Читать книгу The Summer Wives: Epic page-turning romance perfect for the beach - Beatriz Williams, Beatriz Williams - Страница 21
10.
ОглавлениеAT EIGHT O’CLOCK the next morning, the morning after our parents’ wedding, Isobel came into my room, dressed and fragrant, and told me we were going to church.
I hadn’t exactly expected her, as you might imagine. I lay curled on the armchair in my dressing gown, comfortable as could be, staring through the window at the young, watery sunshine that drenched the Flood Rock lighthouse. A book spread open in my lap, unread. Last night, I’d fallen into bed, slept a sound, soundless six hours, and woken more refreshed than I ought, filled with an anticipation I couldn’t yet name, and unable to concentrate on any words written on any page. I blinked at the shadows under Isobel’s eyes and said, “Church?”
“Darling, it’s Sunday,” she said, as if the two ideas couldn’t possibly exist without each other.
My father came from an old, intellectual family, and Mama from a young bohemian one. Neither viewed organized religion with uncritical awe; it was one of the few common territories between them. After my birth, nobody thought of baptizing me. When I asked about God—aged eight, mind you—Daddy told me solemnly that I should believe whatever my conscience held to be true. I asked him, what was a conscience? He said it was my inner voice that told me right from wrong, and from then on, when I thought of God at all, I thought of old Grandmama Schuyler, because for some reason her voice shrilled inside my head whenever I faced any kind of moral crisis. Don’t you take that second cookie! or Let the adults speak for a change! and that kind of thing.

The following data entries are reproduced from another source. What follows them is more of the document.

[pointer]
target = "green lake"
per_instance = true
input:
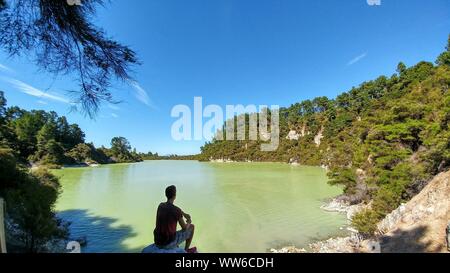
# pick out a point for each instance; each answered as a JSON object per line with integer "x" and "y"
{"x": 236, "y": 207}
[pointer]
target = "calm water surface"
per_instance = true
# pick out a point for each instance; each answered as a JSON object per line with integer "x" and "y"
{"x": 237, "y": 207}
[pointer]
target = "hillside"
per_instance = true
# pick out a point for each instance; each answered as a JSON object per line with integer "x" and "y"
{"x": 420, "y": 225}
{"x": 382, "y": 141}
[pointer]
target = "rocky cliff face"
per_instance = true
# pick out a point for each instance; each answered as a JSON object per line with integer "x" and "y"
{"x": 417, "y": 226}
{"x": 420, "y": 225}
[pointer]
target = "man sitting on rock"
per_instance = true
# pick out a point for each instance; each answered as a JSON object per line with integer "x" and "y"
{"x": 167, "y": 219}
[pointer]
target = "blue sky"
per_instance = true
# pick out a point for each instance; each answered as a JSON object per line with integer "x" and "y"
{"x": 235, "y": 52}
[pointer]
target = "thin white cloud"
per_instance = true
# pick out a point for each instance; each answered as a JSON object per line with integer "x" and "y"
{"x": 113, "y": 107}
{"x": 141, "y": 95}
{"x": 4, "y": 68}
{"x": 32, "y": 91}
{"x": 357, "y": 59}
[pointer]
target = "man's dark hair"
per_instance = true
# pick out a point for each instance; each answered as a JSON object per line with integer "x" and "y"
{"x": 171, "y": 192}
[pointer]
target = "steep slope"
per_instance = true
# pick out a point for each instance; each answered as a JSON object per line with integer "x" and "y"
{"x": 420, "y": 225}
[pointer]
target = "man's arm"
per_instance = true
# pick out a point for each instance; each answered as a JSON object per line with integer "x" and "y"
{"x": 187, "y": 216}
{"x": 183, "y": 224}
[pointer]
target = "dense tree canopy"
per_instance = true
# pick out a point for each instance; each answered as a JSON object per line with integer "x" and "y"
{"x": 382, "y": 141}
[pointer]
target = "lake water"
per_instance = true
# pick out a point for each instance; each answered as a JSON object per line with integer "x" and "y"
{"x": 236, "y": 207}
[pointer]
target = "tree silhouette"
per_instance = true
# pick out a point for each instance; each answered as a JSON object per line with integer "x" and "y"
{"x": 61, "y": 39}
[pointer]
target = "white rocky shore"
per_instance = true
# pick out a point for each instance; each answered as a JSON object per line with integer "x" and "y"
{"x": 421, "y": 225}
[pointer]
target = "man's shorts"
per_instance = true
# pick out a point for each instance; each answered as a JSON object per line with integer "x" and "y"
{"x": 180, "y": 237}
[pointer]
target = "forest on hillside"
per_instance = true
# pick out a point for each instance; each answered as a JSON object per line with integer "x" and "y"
{"x": 382, "y": 141}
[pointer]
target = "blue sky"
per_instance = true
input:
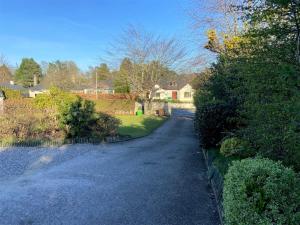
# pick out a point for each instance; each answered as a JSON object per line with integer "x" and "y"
{"x": 81, "y": 30}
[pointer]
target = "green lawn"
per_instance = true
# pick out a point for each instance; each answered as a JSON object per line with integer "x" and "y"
{"x": 138, "y": 126}
{"x": 114, "y": 105}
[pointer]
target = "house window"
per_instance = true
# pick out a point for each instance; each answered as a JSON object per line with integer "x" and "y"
{"x": 187, "y": 95}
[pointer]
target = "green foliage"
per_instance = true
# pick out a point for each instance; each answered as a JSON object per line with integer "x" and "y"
{"x": 5, "y": 74}
{"x": 62, "y": 74}
{"x": 121, "y": 83}
{"x": 261, "y": 191}
{"x": 55, "y": 98}
{"x": 11, "y": 94}
{"x": 214, "y": 119}
{"x": 77, "y": 117}
{"x": 27, "y": 72}
{"x": 236, "y": 147}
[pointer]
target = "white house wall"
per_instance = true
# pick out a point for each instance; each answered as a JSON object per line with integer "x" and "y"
{"x": 186, "y": 88}
{"x": 167, "y": 94}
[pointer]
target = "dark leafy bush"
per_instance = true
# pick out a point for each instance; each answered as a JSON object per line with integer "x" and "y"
{"x": 76, "y": 118}
{"x": 236, "y": 147}
{"x": 214, "y": 119}
{"x": 261, "y": 191}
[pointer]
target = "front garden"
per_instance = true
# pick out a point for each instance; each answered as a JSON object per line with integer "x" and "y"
{"x": 60, "y": 117}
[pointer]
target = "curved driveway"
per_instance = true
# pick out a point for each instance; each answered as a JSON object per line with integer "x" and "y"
{"x": 156, "y": 180}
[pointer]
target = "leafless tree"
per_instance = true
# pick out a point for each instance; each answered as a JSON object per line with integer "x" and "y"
{"x": 5, "y": 70}
{"x": 150, "y": 54}
{"x": 222, "y": 15}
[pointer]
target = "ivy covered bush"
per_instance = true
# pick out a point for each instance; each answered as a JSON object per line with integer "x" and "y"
{"x": 213, "y": 120}
{"x": 236, "y": 147}
{"x": 261, "y": 191}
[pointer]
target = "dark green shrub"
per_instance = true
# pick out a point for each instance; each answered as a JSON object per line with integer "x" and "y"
{"x": 261, "y": 191}
{"x": 214, "y": 119}
{"x": 76, "y": 118}
{"x": 236, "y": 147}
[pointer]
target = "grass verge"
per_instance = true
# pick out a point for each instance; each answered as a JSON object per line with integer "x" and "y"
{"x": 139, "y": 126}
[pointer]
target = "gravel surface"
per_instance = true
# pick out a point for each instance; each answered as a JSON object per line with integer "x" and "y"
{"x": 157, "y": 180}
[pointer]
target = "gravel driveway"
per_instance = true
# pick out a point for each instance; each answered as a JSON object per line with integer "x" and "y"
{"x": 157, "y": 180}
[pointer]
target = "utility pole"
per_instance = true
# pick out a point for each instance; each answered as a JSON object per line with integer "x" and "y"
{"x": 96, "y": 84}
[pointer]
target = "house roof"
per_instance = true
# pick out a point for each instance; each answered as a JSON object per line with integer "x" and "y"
{"x": 175, "y": 84}
{"x": 38, "y": 87}
{"x": 12, "y": 86}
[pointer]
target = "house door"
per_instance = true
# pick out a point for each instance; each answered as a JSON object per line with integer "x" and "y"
{"x": 174, "y": 95}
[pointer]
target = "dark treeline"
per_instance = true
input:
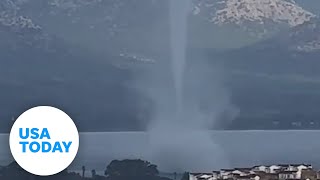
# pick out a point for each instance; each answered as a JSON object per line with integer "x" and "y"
{"x": 116, "y": 170}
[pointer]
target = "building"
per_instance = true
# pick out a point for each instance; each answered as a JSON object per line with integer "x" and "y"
{"x": 262, "y": 172}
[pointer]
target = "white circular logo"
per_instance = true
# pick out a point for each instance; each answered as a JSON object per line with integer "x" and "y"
{"x": 44, "y": 140}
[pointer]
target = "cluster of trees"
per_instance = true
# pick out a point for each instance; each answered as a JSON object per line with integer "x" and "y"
{"x": 116, "y": 170}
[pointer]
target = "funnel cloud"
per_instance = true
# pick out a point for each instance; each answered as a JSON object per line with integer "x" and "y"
{"x": 189, "y": 100}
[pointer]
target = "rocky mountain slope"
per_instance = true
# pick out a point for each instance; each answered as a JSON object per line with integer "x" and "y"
{"x": 256, "y": 16}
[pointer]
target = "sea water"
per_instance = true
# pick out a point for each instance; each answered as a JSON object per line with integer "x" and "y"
{"x": 243, "y": 148}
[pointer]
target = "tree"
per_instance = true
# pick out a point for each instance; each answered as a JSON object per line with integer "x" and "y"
{"x": 135, "y": 167}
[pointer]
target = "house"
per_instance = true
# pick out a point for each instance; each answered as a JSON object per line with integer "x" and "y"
{"x": 259, "y": 168}
{"x": 226, "y": 173}
{"x": 273, "y": 168}
{"x": 288, "y": 175}
{"x": 309, "y": 174}
{"x": 247, "y": 177}
{"x": 267, "y": 176}
{"x": 202, "y": 176}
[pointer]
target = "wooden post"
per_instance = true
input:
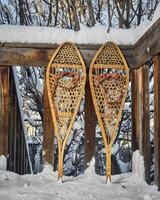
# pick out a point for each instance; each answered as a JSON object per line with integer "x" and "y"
{"x": 145, "y": 122}
{"x": 134, "y": 110}
{"x": 48, "y": 136}
{"x": 156, "y": 62}
{"x": 5, "y": 110}
{"x": 90, "y": 125}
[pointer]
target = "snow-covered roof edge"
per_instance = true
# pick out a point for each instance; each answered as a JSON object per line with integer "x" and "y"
{"x": 95, "y": 35}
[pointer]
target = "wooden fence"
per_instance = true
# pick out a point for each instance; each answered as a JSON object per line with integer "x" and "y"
{"x": 137, "y": 55}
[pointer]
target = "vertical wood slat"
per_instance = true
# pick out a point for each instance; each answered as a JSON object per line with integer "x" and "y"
{"x": 156, "y": 61}
{"x": 145, "y": 122}
{"x": 5, "y": 110}
{"x": 134, "y": 109}
{"x": 90, "y": 125}
{"x": 48, "y": 134}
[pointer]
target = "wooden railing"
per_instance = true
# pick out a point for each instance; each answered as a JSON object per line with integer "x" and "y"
{"x": 18, "y": 152}
{"x": 137, "y": 55}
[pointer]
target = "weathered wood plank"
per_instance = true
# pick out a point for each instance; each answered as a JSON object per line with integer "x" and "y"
{"x": 145, "y": 122}
{"x": 39, "y": 54}
{"x": 5, "y": 110}
{"x": 134, "y": 113}
{"x": 28, "y": 56}
{"x": 148, "y": 45}
{"x": 156, "y": 61}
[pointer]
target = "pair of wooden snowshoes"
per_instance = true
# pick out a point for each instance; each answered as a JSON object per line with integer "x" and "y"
{"x": 65, "y": 79}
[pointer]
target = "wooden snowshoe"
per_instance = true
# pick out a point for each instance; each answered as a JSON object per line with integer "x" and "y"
{"x": 65, "y": 80}
{"x": 109, "y": 77}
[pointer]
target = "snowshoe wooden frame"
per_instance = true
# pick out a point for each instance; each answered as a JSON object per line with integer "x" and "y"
{"x": 109, "y": 78}
{"x": 65, "y": 81}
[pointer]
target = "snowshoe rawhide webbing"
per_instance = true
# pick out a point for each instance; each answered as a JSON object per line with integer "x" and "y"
{"x": 65, "y": 80}
{"x": 109, "y": 77}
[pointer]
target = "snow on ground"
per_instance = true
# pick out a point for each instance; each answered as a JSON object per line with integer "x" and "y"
{"x": 89, "y": 186}
{"x": 95, "y": 35}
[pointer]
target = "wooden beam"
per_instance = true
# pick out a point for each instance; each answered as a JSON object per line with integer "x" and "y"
{"x": 39, "y": 54}
{"x": 135, "y": 112}
{"x": 25, "y": 55}
{"x": 148, "y": 45}
{"x": 5, "y": 78}
{"x": 145, "y": 122}
{"x": 156, "y": 62}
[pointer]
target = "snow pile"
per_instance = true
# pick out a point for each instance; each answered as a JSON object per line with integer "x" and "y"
{"x": 3, "y": 162}
{"x": 89, "y": 186}
{"x": 96, "y": 35}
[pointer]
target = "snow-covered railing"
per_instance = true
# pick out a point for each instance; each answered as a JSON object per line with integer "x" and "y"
{"x": 137, "y": 54}
{"x": 18, "y": 160}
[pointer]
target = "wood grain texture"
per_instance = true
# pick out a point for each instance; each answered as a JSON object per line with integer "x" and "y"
{"x": 156, "y": 62}
{"x": 34, "y": 54}
{"x": 5, "y": 79}
{"x": 146, "y": 149}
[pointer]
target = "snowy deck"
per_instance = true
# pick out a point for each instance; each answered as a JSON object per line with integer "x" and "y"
{"x": 89, "y": 186}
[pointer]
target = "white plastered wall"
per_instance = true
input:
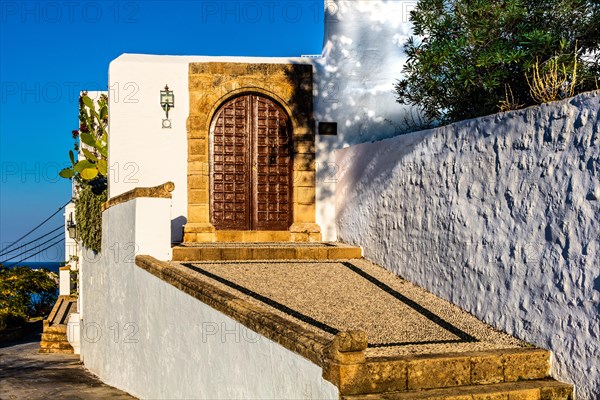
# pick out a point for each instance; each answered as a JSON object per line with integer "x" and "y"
{"x": 143, "y": 335}
{"x": 354, "y": 85}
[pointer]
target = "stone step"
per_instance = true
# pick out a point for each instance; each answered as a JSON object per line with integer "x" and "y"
{"x": 57, "y": 351}
{"x": 54, "y": 337}
{"x": 63, "y": 345}
{"x": 546, "y": 389}
{"x": 435, "y": 371}
{"x": 237, "y": 251}
{"x": 57, "y": 329}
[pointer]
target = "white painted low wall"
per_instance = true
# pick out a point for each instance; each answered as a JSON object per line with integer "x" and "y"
{"x": 148, "y": 338}
{"x": 500, "y": 215}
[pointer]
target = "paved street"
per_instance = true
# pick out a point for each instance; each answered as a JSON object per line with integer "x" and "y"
{"x": 26, "y": 374}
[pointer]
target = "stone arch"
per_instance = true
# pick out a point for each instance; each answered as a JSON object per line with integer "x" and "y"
{"x": 290, "y": 86}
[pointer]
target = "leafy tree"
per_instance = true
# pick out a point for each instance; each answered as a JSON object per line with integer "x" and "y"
{"x": 93, "y": 121}
{"x": 25, "y": 293}
{"x": 91, "y": 171}
{"x": 476, "y": 57}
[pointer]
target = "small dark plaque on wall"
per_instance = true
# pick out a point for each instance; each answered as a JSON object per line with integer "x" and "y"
{"x": 328, "y": 128}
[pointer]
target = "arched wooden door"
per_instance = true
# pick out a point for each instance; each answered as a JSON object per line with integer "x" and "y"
{"x": 251, "y": 165}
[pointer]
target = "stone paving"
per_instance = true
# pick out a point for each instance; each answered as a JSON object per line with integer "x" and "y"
{"x": 26, "y": 374}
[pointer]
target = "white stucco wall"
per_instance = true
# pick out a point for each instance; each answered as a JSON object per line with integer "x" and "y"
{"x": 354, "y": 81}
{"x": 141, "y": 152}
{"x": 148, "y": 338}
{"x": 353, "y": 86}
{"x": 499, "y": 215}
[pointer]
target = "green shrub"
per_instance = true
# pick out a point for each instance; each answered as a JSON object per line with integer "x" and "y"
{"x": 474, "y": 57}
{"x": 88, "y": 217}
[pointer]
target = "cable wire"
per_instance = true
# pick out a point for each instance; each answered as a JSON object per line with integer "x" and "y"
{"x": 35, "y": 254}
{"x": 28, "y": 233}
{"x": 36, "y": 247}
{"x": 34, "y": 240}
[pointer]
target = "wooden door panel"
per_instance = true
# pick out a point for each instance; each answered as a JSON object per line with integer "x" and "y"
{"x": 273, "y": 166}
{"x": 251, "y": 166}
{"x": 230, "y": 167}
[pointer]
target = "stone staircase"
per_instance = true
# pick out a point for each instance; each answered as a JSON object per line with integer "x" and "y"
{"x": 54, "y": 335}
{"x": 474, "y": 370}
{"x": 236, "y": 251}
{"x": 505, "y": 374}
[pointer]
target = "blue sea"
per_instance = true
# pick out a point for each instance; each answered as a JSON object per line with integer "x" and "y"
{"x": 49, "y": 265}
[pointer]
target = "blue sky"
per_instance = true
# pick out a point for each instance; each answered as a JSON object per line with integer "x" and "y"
{"x": 50, "y": 50}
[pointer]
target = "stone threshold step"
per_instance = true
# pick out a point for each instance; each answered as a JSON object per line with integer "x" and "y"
{"x": 53, "y": 337}
{"x": 239, "y": 251}
{"x": 546, "y": 389}
{"x": 57, "y": 328}
{"x": 56, "y": 351}
{"x": 63, "y": 345}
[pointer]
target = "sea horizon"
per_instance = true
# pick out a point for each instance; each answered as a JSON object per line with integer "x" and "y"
{"x": 49, "y": 265}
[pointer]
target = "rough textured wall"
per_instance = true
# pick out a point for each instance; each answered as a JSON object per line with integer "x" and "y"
{"x": 500, "y": 215}
{"x": 154, "y": 341}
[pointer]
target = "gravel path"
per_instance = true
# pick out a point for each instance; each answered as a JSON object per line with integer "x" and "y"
{"x": 331, "y": 296}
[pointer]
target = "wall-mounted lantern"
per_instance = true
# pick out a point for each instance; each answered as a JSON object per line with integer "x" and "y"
{"x": 71, "y": 227}
{"x": 167, "y": 101}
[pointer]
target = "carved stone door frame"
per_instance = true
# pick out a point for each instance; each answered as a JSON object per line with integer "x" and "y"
{"x": 290, "y": 86}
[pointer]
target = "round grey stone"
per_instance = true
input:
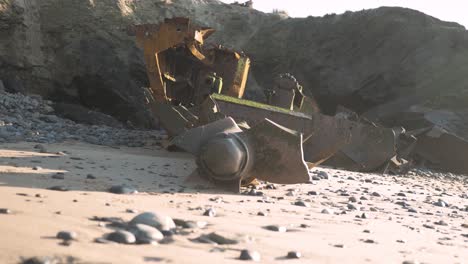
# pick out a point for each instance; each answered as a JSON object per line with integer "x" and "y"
{"x": 294, "y": 255}
{"x": 156, "y": 220}
{"x": 122, "y": 237}
{"x": 146, "y": 234}
{"x": 67, "y": 235}
{"x": 250, "y": 255}
{"x": 122, "y": 189}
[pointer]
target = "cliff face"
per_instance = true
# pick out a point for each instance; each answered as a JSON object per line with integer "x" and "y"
{"x": 366, "y": 58}
{"x": 79, "y": 51}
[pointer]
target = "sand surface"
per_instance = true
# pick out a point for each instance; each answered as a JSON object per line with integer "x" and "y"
{"x": 389, "y": 233}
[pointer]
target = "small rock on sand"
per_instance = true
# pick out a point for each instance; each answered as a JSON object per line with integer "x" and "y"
{"x": 156, "y": 220}
{"x": 250, "y": 255}
{"x": 122, "y": 237}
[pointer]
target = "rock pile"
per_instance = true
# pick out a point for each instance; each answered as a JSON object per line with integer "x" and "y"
{"x": 32, "y": 119}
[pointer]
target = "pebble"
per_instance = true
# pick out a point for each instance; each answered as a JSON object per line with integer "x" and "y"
{"x": 67, "y": 235}
{"x": 323, "y": 175}
{"x": 210, "y": 212}
{"x": 58, "y": 176}
{"x": 316, "y": 178}
{"x": 5, "y": 211}
{"x": 59, "y": 188}
{"x": 276, "y": 228}
{"x": 156, "y": 220}
{"x": 440, "y": 203}
{"x": 122, "y": 189}
{"x": 302, "y": 203}
{"x": 121, "y": 237}
{"x": 146, "y": 234}
{"x": 190, "y": 224}
{"x": 41, "y": 260}
{"x": 102, "y": 240}
{"x": 250, "y": 255}
{"x": 294, "y": 255}
{"x": 216, "y": 238}
{"x": 40, "y": 148}
{"x": 441, "y": 223}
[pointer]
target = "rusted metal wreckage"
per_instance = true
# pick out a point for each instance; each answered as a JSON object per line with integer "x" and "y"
{"x": 197, "y": 95}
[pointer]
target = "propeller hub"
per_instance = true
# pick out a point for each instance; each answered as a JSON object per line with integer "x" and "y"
{"x": 224, "y": 157}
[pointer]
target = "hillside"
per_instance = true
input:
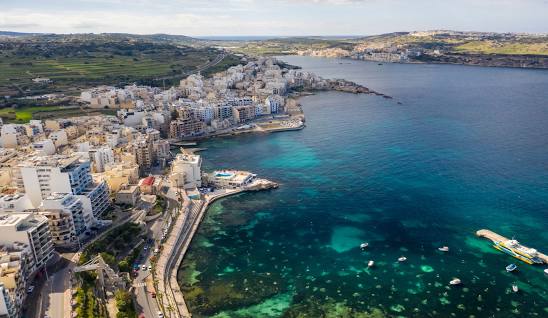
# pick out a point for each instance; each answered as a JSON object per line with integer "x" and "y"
{"x": 471, "y": 48}
{"x": 82, "y": 60}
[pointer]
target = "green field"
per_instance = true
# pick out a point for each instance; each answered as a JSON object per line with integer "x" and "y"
{"x": 72, "y": 66}
{"x": 24, "y": 114}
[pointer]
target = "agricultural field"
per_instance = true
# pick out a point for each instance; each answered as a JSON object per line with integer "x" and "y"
{"x": 75, "y": 65}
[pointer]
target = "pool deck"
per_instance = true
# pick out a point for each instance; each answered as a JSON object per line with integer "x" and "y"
{"x": 497, "y": 238}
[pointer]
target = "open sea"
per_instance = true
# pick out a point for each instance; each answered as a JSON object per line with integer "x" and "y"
{"x": 466, "y": 149}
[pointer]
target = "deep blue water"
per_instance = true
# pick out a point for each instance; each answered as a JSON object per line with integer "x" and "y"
{"x": 466, "y": 149}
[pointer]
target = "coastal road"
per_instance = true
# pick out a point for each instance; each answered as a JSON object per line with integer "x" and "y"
{"x": 143, "y": 285}
{"x": 55, "y": 289}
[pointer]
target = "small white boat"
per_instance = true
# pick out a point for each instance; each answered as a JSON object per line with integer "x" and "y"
{"x": 511, "y": 268}
{"x": 455, "y": 281}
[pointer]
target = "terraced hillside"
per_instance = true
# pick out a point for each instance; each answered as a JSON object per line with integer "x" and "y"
{"x": 75, "y": 63}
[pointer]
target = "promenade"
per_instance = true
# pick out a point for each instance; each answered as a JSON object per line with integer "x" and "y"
{"x": 171, "y": 298}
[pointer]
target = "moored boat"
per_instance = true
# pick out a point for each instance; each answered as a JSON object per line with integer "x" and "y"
{"x": 455, "y": 281}
{"x": 511, "y": 268}
{"x": 514, "y": 249}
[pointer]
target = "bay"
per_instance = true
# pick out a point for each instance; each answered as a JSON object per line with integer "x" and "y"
{"x": 458, "y": 149}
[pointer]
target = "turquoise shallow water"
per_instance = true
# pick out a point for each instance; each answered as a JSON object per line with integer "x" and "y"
{"x": 466, "y": 149}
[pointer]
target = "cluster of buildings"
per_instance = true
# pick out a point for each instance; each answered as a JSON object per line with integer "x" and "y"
{"x": 200, "y": 106}
{"x": 59, "y": 177}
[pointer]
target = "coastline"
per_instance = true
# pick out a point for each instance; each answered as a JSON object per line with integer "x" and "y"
{"x": 171, "y": 287}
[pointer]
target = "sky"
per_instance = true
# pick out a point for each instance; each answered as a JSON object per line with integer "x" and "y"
{"x": 272, "y": 17}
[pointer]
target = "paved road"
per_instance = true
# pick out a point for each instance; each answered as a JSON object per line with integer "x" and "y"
{"x": 145, "y": 303}
{"x": 54, "y": 298}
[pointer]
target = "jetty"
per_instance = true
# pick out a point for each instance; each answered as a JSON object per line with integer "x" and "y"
{"x": 499, "y": 238}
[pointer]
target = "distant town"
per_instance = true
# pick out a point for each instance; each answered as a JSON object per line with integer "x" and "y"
{"x": 73, "y": 190}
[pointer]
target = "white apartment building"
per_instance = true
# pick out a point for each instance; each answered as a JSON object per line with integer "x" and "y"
{"x": 72, "y": 205}
{"x": 44, "y": 147}
{"x": 16, "y": 266}
{"x": 8, "y": 309}
{"x": 39, "y": 177}
{"x": 18, "y": 202}
{"x": 59, "y": 138}
{"x": 29, "y": 229}
{"x": 186, "y": 171}
{"x": 100, "y": 158}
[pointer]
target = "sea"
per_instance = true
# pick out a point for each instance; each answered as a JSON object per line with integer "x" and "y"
{"x": 457, "y": 149}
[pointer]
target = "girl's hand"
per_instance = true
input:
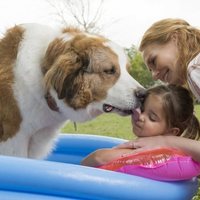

At the moment, and in her present condition, Isobel Fisher did bear an uncommon resemblance to Grandmama Schuyler, who was also longboned and lean, and whose hair had been blond before it turned a rusty, streaked silver. I hadn’t seen my stepsister since the previous night, when she’d stumbled onto dry land, vomited over the grass, and staggered into the house under Joseph’s protection. His arm had held her shoulder, and his face wore an expression of stern pity, mixed with maybe a little remorse. He must have cleaned her up and put her to bed, but you could still read the history of the night before in that wan, tanned skin, in that dull hair, in those lavender half-moons beneath her eyes, which squinted against the sunshine. She wore an immaculate suit of dandelion yellow and a pair of matching shoes, and one hand rested against the doorframe to hold the whole act upright. The other hand contained her white gloves and pocketbook.
“What time does it start?” I asked feebly.
“Eight thirty.” She glanced at her watch. “You’d better hurry. I’ll get the car.”